Introduction

Breast cancer is the most common site-specific cancer in women and is the leading cause of death from cancer for women aged 20 to 59 years. It accounts for 26% of all newly diagnosed cancers in females and is responsible for 15% of the cancer-related deaths in women. Besides lung cancer, breast cancer is the most common cause of cancer related death in the world, the latest cancer statistics for the USA estimate that in 2022, 31% of cancer cases detected in women were breast cancer, with 43,250 cases resulting in death. This accounts for 15% of all cancer-related deaths [1,2]. Approximately 600 men and 40,000 women die of breast cancer annually according to the findings of the American Cancer Society [3].

About 15% of women who get breast cancer have a positive family history of it, but only 5-10% of breast cancers are inherited. The most significant risk factors for breast cancer are female gender and age [4].

Breast cancer can be classified as benign, in situ carcinoma, or invasive carcinoma. Benign tumours are not classified as dangerous because they cause only a slight alteration in breast anatomy. In situ carcinomas are not dangerous if detected in the early stage and treated, because only the mammary duct lobules are affected and they do not spread to the other tissues. Invasive carcinoma is the most dangerous type because it can spread to any organ in the body [3].

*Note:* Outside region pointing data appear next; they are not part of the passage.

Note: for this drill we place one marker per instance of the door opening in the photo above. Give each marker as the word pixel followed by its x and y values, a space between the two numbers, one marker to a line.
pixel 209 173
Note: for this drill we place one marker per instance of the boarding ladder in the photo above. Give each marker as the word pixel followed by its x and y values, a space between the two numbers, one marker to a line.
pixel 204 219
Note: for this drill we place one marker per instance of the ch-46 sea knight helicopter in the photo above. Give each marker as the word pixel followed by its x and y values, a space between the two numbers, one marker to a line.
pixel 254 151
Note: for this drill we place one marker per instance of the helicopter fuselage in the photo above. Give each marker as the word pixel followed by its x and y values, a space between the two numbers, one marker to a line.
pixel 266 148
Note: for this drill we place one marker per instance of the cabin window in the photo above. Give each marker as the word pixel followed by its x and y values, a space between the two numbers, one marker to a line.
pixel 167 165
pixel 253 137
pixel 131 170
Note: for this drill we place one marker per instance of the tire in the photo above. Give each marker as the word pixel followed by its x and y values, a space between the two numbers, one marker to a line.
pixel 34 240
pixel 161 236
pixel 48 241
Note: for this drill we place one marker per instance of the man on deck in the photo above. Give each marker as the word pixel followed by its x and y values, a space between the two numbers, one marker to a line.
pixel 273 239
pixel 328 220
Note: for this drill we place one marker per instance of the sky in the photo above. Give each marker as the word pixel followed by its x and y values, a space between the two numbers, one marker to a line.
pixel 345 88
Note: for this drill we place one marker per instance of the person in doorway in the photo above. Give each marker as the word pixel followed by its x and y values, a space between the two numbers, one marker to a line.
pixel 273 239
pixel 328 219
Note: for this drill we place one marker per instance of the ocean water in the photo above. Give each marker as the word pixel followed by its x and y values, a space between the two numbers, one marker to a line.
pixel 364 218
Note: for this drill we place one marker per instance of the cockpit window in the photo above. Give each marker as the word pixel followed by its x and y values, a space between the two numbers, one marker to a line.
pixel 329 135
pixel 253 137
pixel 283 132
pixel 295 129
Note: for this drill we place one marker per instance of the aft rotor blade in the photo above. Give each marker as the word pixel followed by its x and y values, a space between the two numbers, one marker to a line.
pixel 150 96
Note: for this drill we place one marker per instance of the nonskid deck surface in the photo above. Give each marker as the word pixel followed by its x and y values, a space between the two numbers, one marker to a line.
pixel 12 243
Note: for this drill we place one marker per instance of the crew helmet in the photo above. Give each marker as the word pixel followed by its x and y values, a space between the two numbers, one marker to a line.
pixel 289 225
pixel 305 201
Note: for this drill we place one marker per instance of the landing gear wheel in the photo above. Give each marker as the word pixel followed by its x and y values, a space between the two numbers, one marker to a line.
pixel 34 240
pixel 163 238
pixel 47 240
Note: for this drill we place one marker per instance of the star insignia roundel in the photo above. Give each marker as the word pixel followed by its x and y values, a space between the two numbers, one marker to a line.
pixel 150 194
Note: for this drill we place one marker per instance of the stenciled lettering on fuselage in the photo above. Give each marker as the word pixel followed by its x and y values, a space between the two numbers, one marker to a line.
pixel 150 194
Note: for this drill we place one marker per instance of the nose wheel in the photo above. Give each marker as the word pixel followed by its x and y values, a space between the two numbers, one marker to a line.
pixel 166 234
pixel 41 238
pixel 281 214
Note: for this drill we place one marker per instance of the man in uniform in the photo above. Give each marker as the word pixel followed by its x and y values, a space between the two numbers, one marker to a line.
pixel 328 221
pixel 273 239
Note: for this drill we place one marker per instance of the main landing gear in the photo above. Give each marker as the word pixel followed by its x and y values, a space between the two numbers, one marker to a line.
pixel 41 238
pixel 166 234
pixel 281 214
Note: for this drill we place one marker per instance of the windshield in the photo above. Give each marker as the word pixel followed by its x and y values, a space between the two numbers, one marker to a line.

Early detection is a crucial step to control and treat breast cancer. This aims at the detection of breast cancer very early in asymptomatic females to offer them a better chance of cure. Early breast cancer screening through mammography, ultrasound, or magnetic resonance imaging (MRI) has played an important role in helping detect breast cancer in the early stage, reduce the mortality rate, and improve prognosis; the mortality rate of breast cancer dropped by 40% from 1989 to 2017, which translates to 375,900 breast cancer deaths averted [1,2].

The prognosis of breast cancer is critically affected by early detection and treatment; for example, in 2020 more than 65% of breast cancer patients were diagnosed in the early stage of cancer and survived. There has been a significant decrease in breast cancer-related mortality in the United States between 1975 and 2000, and this is attributed to continued improvement in both screening mammography and treatment [4,5].

The clinical cure rate of breast cancer is highly optimistic and exceeds 90% if diagnosed in the early stage, and this rate decreases as the disease progresses, ranging from 50% to 70% in the middle stage, while treatment is typically not effective in the late stage [3].

Different breast cancer imaging modalities such as mammogram, US, MRI, and histopathological imaging can be used to detect and analyse the key features affecting the diagnosis and treatment.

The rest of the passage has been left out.